Paper 1 isolates one design choice and reports an end-to-end measurement on
one model. This paper describes the full compression pipeline that the
geodessical runtime implements and the
cross-architecture intrinsic-dimensionality evidence that motivates it. Two things
this paper does not do, and the reader should treat them as scope limits:
- It does not provide multi-model, end-to-end perplexity and throughput sweeps. The empirical anchor remains the Llama-3.1-8B-Instruct Q4_K_M number set from Paper 1.
- It does not cover the 70B model. The runtime supports it; the measurement pass is queued for EC2 (compute approved) and the pack is not yet in the repository. Numbers will appear in v0.3.
The phrase used throughout to describe what is not measured is design‑validated: the code path exists, runs without error, and is consistent with the implemented behaviour of the components it composes, but no end-to-end benchmark has produced numbers for it.
Abstract
Geodesic Projection (GP) is the multi-slot, per-layer attention and FFN
compression scheme implemented in the geodessical C11 runtime.
It extends the calibration-free attention compression of Paper 1 along
three axes: per-matrix slot coverage ($Q$, $K$, $V$, $O$, FFN up,
FFN gate, FFN down); per-layer rank selection driven by a
manifold-curvature heuristic with a hard floor; and a dedicated
SVD-based path for FFN down, whose
singular-value profile is fundamentally less compressible than
the others.

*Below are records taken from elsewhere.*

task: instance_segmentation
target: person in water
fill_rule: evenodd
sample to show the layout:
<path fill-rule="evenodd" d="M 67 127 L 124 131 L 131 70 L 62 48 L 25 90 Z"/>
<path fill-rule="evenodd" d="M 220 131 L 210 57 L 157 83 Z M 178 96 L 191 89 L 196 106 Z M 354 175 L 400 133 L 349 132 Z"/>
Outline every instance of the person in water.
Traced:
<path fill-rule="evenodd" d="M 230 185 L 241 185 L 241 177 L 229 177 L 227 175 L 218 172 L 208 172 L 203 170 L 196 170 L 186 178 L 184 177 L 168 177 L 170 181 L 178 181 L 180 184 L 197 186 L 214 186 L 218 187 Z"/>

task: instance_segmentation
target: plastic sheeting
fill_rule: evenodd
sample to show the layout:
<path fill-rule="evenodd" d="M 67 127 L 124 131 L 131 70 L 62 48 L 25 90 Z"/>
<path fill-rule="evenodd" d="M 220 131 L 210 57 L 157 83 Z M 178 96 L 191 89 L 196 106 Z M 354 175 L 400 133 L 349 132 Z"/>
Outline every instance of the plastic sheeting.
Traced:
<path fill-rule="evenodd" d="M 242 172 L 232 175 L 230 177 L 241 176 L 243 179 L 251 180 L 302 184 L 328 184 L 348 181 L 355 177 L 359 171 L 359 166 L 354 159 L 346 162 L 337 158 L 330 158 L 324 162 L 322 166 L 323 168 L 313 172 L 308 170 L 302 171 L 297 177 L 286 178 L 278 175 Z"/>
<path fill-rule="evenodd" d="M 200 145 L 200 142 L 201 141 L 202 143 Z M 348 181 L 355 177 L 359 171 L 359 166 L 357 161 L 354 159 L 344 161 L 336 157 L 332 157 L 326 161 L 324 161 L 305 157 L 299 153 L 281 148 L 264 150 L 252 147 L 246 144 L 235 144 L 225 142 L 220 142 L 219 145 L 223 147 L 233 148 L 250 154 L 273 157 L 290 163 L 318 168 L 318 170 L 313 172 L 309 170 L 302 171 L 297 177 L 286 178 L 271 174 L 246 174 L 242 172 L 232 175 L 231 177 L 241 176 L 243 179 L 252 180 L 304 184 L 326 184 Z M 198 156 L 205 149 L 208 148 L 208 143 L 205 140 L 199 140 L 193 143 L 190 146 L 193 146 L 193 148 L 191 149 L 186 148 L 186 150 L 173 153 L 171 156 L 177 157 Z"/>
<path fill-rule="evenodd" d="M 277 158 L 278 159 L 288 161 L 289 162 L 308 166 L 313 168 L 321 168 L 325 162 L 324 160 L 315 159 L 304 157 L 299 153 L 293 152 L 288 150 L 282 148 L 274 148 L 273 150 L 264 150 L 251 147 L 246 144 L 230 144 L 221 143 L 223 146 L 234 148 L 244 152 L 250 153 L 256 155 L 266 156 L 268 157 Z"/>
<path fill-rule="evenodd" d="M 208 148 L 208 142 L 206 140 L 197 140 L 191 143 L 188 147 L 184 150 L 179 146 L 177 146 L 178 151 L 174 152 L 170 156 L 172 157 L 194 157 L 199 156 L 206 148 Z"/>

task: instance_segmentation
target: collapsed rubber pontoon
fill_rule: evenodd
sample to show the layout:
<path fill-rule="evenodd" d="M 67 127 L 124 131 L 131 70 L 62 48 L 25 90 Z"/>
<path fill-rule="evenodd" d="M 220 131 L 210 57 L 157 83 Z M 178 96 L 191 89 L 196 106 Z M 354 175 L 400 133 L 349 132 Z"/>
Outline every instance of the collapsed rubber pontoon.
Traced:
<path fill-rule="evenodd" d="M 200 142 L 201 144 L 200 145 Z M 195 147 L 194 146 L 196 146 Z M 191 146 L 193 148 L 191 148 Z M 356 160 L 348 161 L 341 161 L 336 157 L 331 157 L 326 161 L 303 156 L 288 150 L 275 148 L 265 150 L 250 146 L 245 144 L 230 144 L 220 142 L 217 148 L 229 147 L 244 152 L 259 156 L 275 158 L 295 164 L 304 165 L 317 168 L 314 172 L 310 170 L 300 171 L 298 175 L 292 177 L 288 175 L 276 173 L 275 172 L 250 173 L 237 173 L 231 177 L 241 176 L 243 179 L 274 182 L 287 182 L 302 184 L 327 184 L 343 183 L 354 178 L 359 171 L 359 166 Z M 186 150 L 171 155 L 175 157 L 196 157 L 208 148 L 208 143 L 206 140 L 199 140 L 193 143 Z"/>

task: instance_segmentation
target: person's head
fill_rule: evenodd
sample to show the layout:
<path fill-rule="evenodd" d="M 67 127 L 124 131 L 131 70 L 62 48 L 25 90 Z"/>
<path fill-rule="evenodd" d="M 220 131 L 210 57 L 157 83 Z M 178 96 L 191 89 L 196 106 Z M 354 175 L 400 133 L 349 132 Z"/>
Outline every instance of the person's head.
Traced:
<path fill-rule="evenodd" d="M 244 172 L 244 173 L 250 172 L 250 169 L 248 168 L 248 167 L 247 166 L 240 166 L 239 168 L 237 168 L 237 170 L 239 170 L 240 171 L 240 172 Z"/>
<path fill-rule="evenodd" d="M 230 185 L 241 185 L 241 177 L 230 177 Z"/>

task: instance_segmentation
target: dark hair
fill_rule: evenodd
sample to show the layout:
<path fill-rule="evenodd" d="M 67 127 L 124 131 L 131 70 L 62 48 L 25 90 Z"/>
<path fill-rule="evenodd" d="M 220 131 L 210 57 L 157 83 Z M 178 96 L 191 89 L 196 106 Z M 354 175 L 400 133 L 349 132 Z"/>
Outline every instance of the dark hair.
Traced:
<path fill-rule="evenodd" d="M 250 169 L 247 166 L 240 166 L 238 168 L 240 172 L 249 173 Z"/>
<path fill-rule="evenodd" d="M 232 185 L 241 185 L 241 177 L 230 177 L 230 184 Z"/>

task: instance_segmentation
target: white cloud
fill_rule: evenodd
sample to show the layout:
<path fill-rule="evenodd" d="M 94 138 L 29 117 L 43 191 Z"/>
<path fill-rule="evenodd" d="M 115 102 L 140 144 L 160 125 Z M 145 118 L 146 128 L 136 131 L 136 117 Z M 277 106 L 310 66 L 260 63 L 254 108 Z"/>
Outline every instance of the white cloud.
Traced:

Two engineering pieces make GP usable in practice:
(a) a persistent geometry cache that drops startup from
minutes to seconds on repeat runs, and (b) a depth-sink
shortcut that lets the cache be probed without re-running the full
axiom-discovery pass. The cross-architecture observation that motivates the
whole pipeline, that the local activation manifold of a trained transformer
is roughly $11--25$-dimensional regardless of the ambient $d \in \{576, 1536, 3072\}$, reproduces on three open-weight models (SmolLM2-135M, Gemma-4-E2B,
Phi-3.5-mini) using the manifold-extraction pipeline checked in under
legacy/axiom_vis/.
Terms
| Term | Definition |
|---|---|
| GP (in-house) | Geodesic Projection. The full compression pipeline of this paper. Generalises the attention-only scheme of Paper 1 to all seven weight matrices in a transformer block. |
| Slot (in-house) | One of the seven compressible weight matrices per transformer block: $Q$, $K$, $V$, $O$ (attention) and $W_\text{up}$, $W_\text{gate}$, $W_\text{down}$ (FFN). Each gets its own basis $U^{(\ell, s)}$. |
| $U^{(\ell, s)}$ | The per-layer-per-slot orthonormal basis. Built from the dominant eigenvectors of $W^{(\ell, s)} (W^{(\ell, s)})^\top$ (or the right singular vectors for FFN down). |
| Intrinsic dimension | The dimensionality of the lowest-dimensional manifold on which the model's activations approximately lie. Estimated here by retaining the smallest $k$ such that PCA on a set of activation samples explains $\geq 95\%$ of the variance. See refs [2, 7]. |
| Geometry cache (in-house) | The on-disk artefact (ott_geometry.bin) holding the manifold-extraction output: per-layer eigenspectra, axiom set, depth-sink layer, intrinsic-dim estimate, and an integrity hash. |
| $W_\text{proj}$ cache | The on-disk artefact holding the projected weights $W^{(\ell, s)} U^{(\ell, s)} \in \mathbb{R}^{d \times k}$. Mapped into VRAM at load time. Distinct from the geometry cache, which holds bases not projected weights. |
| Depth-sink (in-house) | The single layer at which the residual-stream effective dimensionality saturates. Its eigenspectrum dominates the cache validity check, so the cache can be revalidated by reading the geometry of one layer instead of all of them. |
| MCR / Ricci heuristic (in-house) | Manifold-Curvature-Ratio: a per-layer scalar derived from the local Ricci-style curvature of the activation manifold. Used to allocate larger ranks to layers with steeper local geometry. Capped at $k = \texttt{AXEX_MANIFOLD_K_MAX}$ above and at a per-model floor below. |
| FFN down | The matrix $W_\text{down} \in \mathbb{R}^{d \times d_\text{ffn}}$ that contracts the FFN intermediate space ($d_\text{ffn} = 14{,}336$ for Llama-3.1-8B) back to model dim $d = 4096$. Its singular-value spectrum is much flatter than the attention slots, so it gets a dedicated SVD path rather than the eigendecomposition route. |
| AXEX (in-house) | The runtime flag prefix for the GP machinery. --axex-compress, --axex-attn-only, --axex-skip-o, --axex-weight-pca, --axex-compress-rank N, --axex-kv. Defined in runtime/nn/axiom_exploit.h. |
What Paper 1 measures, what GP generalises
Paper 1 presents a deliberately narrow design: shared rank $k$ across layers, attention slots only ($Q$, $K$, $V$; $O$ skipped), no FFN compression, no quality fine-tune. The narrowness is the point, it lets the calibration-free claim and the super-baseline claim be tested without confounding from other compression knobs.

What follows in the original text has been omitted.